The application is a FastAPI server defined in rest_api/app.py. It mounts three groups of routes:

  • Common routes (common_routes.py) -- health check and system info at the root level.
  • v1 (rest_api/v1/) -- the main API used by the Modeling App frontend.
  • v2 (rest_api/v2/) -- the service registry for chapkit model services.

Long-running operations (backtests, predictions, dataset imports) are executed asynchronously via Celery with a Redis broker. The REST endpoints return a job ID that clients poll via the /v1/jobs endpoints.

Persistent data is stored in PostgreSQL using SQLModel (which builds on SQLAlchemy and Pydantic).

Infrastructure components

Component Role Config env var
PostgreSQL Persistent storage for all domain data CHAP_DATABASE_URL
Redis Celery broker/backend + v2 service registry CELERY_BROKER
Celery Async task execution (uses Redis URL)

The v1 API

The v1 router (rest_api/v1/rest_api.py) includes four sub-routers:

crud.py (/v1/crud/...)

Standard CRUD endpoints for the core domain objects:

  • Backtests -- list, get, create, update, delete evaluations.
  • Predictions -- list, get, delete predictions.
  • Datasets -- list, get, create (JSON or CSV), export as CSV/DataFrame, delete.
  • Model templates -- list all templates (also triggers chapkit sync).
  • Configured models -- list, create, soft-delete configured models.
  • Debug -- create and get debug entries.

Creating a backtest (POST /v1/crud/backtests) queues a Celery job and returns a JobResponse with the task ID. The actual work happens in db_worker_functions.py, executed by the Celery worker.

analytics.py (/v1/analytics/...)

Higher-level endpoints used by the Modeling App:

  • POST /make-dataset -- validate, harmonize and import a dataset.
  • POST /create-backtest -- create a backtest from an existing dataset.
  • POST /create-backtest-with-data/ -- validate data, create dataset, then run backtest. This is the main endpoint used by the Modeling App. Supports a dryRun query param for validation only.
  • POST /make-prediction -- validate data and run a prediction.
  • GET /evaluation-entry -- return quantile-based forecast data for a backtest.
  • GET /prediction-entry/{id} -- return quantile-based forecast data for a prediction.
  • GET /actualCases/{id} -- return observed disease cases for a backtest's dataset.
  • GET /compatible-backtests/{id} -- find backtests compatible for comparison.
  • GET /backtest-overlap/{id1}/{id2} -- find overlapping org units and periods.
  • GET /data-sources -- return the list of available climate data sources.

jobs.py (/v1/jobs/...)

Monitor and manage async Celery jobs:

  • GET /v1/jobs -- list all jobs, with optional filters for IDs, status, and type.
  • GET /v1/jobs/{id} -- get job status (PENDING, STARTED, SUCCESS, FAILURE, REVOKED).
  • DELETE /v1/jobs/{id} -- delete a completed job's metadata.
  • POST /v1/jobs/{id}/cancel -- cancel a running job.
  • GET /v1/jobs/{id}/logs -- get user-facing status logs for a job.
  • GET /v1/jobs/{id}/database_result -- get the database ID produced by a completed job.
  • GET /v1/jobs/{id}/prediction_result -- get prediction results.
  • GET /v1/jobs/{id}/evaluation_result -- get evaluation results.

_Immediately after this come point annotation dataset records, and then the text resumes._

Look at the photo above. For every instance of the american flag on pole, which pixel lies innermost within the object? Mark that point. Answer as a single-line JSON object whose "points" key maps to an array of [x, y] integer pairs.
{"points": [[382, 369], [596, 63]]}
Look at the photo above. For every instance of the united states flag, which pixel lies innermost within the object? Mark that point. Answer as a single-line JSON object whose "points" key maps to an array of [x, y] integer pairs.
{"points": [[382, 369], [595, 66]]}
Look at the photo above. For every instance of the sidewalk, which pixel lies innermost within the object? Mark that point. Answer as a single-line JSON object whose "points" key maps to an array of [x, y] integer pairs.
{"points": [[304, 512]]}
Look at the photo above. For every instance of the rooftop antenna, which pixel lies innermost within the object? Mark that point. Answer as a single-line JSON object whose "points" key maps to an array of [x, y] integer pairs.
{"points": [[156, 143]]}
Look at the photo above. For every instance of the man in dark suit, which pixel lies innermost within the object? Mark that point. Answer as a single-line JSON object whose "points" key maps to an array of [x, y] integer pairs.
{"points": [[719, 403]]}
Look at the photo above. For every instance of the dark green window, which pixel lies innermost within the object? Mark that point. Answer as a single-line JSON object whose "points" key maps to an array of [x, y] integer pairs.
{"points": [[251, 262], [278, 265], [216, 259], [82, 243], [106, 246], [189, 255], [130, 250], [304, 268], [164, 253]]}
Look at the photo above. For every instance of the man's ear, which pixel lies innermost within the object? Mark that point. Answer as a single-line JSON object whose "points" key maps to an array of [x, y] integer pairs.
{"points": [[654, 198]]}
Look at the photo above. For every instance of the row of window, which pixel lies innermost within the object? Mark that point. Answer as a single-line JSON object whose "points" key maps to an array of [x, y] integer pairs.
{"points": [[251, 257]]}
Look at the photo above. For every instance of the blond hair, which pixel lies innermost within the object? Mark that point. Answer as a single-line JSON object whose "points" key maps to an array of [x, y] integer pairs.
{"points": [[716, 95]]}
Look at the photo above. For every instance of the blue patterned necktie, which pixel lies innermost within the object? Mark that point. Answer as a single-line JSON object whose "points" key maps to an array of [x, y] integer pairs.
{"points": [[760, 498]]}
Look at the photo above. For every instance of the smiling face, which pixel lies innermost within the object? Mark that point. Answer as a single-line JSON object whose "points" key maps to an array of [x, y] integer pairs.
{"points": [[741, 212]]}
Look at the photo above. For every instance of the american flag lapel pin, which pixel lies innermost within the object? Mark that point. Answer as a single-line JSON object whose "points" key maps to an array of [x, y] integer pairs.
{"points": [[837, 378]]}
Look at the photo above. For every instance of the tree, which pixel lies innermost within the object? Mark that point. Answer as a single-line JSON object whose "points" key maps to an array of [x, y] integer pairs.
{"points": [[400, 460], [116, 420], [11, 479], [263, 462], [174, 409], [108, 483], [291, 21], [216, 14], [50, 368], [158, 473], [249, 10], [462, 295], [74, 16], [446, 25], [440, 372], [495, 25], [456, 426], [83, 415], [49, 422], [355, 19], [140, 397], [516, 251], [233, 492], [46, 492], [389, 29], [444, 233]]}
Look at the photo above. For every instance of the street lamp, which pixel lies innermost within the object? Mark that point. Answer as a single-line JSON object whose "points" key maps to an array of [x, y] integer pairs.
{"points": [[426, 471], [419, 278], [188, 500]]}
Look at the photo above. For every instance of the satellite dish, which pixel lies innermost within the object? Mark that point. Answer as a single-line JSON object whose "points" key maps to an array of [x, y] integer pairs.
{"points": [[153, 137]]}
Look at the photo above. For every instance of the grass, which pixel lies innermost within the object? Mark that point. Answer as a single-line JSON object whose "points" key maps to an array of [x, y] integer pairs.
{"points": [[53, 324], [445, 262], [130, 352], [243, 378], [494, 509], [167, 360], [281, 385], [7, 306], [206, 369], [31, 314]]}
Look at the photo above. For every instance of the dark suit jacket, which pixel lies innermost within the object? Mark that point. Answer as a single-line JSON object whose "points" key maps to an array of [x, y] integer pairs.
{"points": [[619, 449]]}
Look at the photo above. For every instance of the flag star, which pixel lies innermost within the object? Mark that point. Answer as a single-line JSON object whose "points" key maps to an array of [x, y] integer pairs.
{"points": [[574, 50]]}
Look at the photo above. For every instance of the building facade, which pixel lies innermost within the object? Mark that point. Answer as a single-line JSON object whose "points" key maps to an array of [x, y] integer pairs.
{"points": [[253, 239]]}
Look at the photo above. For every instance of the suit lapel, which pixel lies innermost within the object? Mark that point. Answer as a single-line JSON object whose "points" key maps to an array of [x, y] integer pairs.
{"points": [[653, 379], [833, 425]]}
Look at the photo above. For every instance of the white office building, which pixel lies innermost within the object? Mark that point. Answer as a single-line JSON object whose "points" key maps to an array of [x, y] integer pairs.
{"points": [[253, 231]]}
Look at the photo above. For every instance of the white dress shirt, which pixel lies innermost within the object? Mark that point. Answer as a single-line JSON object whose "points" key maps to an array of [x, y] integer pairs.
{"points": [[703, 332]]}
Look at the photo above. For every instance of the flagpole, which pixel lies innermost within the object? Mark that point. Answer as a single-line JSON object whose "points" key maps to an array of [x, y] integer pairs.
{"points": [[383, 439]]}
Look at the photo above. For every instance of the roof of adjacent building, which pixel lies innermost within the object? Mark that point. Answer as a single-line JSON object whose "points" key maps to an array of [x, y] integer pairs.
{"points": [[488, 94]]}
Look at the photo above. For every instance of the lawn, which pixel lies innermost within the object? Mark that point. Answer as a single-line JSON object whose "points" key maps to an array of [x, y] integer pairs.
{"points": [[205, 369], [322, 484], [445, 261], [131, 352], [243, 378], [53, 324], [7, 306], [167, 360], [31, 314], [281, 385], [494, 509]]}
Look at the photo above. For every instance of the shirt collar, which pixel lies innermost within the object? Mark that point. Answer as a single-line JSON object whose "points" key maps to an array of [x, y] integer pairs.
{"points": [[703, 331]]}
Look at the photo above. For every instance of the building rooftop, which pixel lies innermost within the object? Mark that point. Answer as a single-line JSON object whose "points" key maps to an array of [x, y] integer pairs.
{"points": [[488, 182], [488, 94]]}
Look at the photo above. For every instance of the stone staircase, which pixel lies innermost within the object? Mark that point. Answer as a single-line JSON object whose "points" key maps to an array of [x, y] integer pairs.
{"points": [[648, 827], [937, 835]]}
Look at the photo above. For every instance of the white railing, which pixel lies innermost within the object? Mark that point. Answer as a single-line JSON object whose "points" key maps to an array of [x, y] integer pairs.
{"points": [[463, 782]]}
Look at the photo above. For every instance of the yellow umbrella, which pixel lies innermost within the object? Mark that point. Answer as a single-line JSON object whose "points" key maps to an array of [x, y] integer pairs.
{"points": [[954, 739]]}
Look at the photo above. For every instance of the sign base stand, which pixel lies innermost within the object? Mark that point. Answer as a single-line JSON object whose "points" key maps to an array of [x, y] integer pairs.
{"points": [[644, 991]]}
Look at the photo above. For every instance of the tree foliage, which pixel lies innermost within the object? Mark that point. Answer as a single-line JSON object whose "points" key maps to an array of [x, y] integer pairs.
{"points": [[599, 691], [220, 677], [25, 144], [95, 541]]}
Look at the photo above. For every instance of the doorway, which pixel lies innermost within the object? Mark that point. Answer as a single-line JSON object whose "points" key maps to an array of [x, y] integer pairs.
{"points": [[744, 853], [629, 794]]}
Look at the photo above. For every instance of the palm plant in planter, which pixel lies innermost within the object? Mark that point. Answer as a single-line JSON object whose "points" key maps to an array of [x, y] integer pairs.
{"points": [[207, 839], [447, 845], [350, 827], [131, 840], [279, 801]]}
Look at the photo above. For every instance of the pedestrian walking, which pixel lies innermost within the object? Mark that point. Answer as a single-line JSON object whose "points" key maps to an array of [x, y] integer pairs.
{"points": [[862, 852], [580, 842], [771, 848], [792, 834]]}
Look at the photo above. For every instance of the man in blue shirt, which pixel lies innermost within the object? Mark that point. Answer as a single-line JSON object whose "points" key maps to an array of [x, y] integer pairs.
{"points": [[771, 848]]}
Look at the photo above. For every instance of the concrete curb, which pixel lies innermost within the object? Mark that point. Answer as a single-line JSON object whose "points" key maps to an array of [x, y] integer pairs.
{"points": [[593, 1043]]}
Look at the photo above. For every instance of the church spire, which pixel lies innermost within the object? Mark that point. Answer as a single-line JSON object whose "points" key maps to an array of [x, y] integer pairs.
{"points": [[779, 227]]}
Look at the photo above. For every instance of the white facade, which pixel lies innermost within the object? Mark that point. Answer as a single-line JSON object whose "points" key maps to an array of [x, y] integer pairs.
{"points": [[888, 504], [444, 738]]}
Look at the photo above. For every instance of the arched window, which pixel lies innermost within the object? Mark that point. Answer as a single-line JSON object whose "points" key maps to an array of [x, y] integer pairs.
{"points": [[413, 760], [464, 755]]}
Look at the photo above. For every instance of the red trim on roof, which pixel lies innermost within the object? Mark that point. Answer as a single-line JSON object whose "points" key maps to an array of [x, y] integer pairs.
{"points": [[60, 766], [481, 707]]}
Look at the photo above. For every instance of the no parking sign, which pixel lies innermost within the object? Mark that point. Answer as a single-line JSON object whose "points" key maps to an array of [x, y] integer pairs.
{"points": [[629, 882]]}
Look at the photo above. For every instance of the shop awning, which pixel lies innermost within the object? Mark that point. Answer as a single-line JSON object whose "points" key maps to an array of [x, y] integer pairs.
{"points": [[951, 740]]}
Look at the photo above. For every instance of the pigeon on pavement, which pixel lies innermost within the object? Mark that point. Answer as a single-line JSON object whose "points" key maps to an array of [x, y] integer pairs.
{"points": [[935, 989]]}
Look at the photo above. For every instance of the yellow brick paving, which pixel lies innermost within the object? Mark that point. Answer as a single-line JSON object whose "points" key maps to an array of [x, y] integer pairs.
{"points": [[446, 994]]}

visualization.py (/v1/visualization/...)

Generates plots and metrics charts from backtest results.

The v2 API

The v2 API currently only contains the service registry for chapkit model services.

Service lifecycle

  1. A chapkit container starts and calls POST /v2/services/$register with its URL and model info.
  2. The orchestrator stores the registration in Redis with a TTL (default 30 seconds).
  3. The chapkit container sends periodic PUT /v2/services/{id}/$ping requests to stay registered.
  4. If pings stop, Redis automatically expires the registration.

The registration endpoint also eagerly syncs the chapkit service into the PostgreSQL database (model templates and configured models) so the v1 CRUD endpoints can serve them immediately.

Authentication

Registration and ping endpoints require a service key via the verify_service_key dependency.

Database layer

Engine and session setup

The database engine is created at module import time in database/database.py. It reads CHAP_DATABASE_URL from the environment and retries connections up to 30 times (to handle container startup ordering in Docker Compose).

If the environment variable is not set, the engine is None and database operations will not work. This is intentional -- CLI commands that don't need the database can still import the module.

Session management

There are two session patterns used in the codebase:

  1. FastAPI dependency injection -- get_session() in dependencies.py yields a plain sqlmodel.Session. Used by most REST endpoints.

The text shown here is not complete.